Erin Ndun, pekerja asal Lasiana, Kota Kupang tak kuasa menahan air matanya, ketika mengisahkan penderitaan bersama teman-temannya saat bekerja di Medan, Sumatera Utara.
"Saya dicaci dan dimaki. Badan saya penuh dengan ludah majikan saat ia kesal dengan saya. Saya sering ditelanjangi dan disekap tanpa dikasih makan," ungkap Erin yang bersama 15 rekannya menjadi korban kekerasan majikan.
Erin mengungkapkan hal itu ketika bersama rekan-rekannya dan beberapa pendamping mendatangi Kantor Jaringan Indonesia Perempuan Timur (Jepit) Kupang, Rabu (12/3/2014) kemarin.
Erin bekerja di Medan sebagai pemburu sarang burung walet.

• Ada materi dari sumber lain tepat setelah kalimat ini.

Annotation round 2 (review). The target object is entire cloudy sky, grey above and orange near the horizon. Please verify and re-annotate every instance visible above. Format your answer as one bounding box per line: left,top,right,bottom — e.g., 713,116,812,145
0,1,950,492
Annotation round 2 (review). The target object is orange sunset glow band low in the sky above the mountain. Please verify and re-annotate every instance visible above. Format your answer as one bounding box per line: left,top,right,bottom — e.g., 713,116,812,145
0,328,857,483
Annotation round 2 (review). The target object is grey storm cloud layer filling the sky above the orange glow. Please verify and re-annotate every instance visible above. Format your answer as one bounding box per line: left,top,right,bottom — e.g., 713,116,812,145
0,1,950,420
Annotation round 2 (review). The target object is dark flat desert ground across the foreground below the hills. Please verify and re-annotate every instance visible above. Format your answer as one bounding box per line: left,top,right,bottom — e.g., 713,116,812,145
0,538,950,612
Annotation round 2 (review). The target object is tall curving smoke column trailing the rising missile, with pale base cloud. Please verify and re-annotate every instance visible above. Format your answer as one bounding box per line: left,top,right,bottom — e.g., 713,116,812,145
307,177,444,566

Ia mengaku terus dipukuli saat salah menjalankan sesuatu yang diinginkan majikan.
"Saya harus lari dari semua ini. Sebelum saya jadi mayat seperti teman yang lain, saya diancam ketika bersuara. Kami hanya berada di tempat tersebut karena tidak diperbolekan untuk keluar," ujar Erin.
Ia mengaku sudah tidak kuat dan tahan lagi dengan perlakuan majikannya. Ia pun melompat dari gedung tempat ia bekerja dan berhasil melarikan diri. Dia tiba di Kupang dengan modal uang Rp 50 ribu.
"Tolong selamatkan mereka yang lain. Masih ada 16 TKI yang diperlakukan seperti saya. Kalau tidak cepat mereka akan susah," ujar Erin.
Paul Sinlaloe dari PIAR NTT, berharap, semua hak para pekerja ini diperjuangkan bersama. "Jangan abaikan hak-hak hukum dari korban. Mereka itu manusia bukan binatang dan semua warga negara Indonesia mempunyai hak yang sama di muka hukum tanpa perbedaan atas status apapun," kata Paul.
Paul menjelaskan, kedatangan Aliansi Melawan Perdagangan Orang, beserta keluarga korban ke Jepit tersebut dengan tujuan ingin menanyakan informasi tentang keberadaan para buruh yang dipekerjakan di Medan.
"Setidaknya melalui pertemuan ini kita dapat berkoordinasi bersama melakukan penanganan karena faktanya selama ini pemerintah dinilai tidakserius. Seperti tidak mampu menyelesaikan permasalahan yang sedang menimpa saudara kita di Medan ini," ujar Paul lagi.
Menurutnya, perlindungan terhadap buruh di tempat kerja itu harus dilakukan meskipun ia bukan warga asli tempat tersebut. Sebagai pekerja, kata Paul, mereka seharusnya dilindungi dalam permasalahan apapun tanpa kecuali.
Ia menambahkan, orangtua dari 16 korban penyekapan dan penganiyayaan buruh di Medan yang berasal dari Malaka, Kabupaten Kupang dan TTS dan TTU sudah tiba di Kupang sejak tanggal 3 Maret 2014.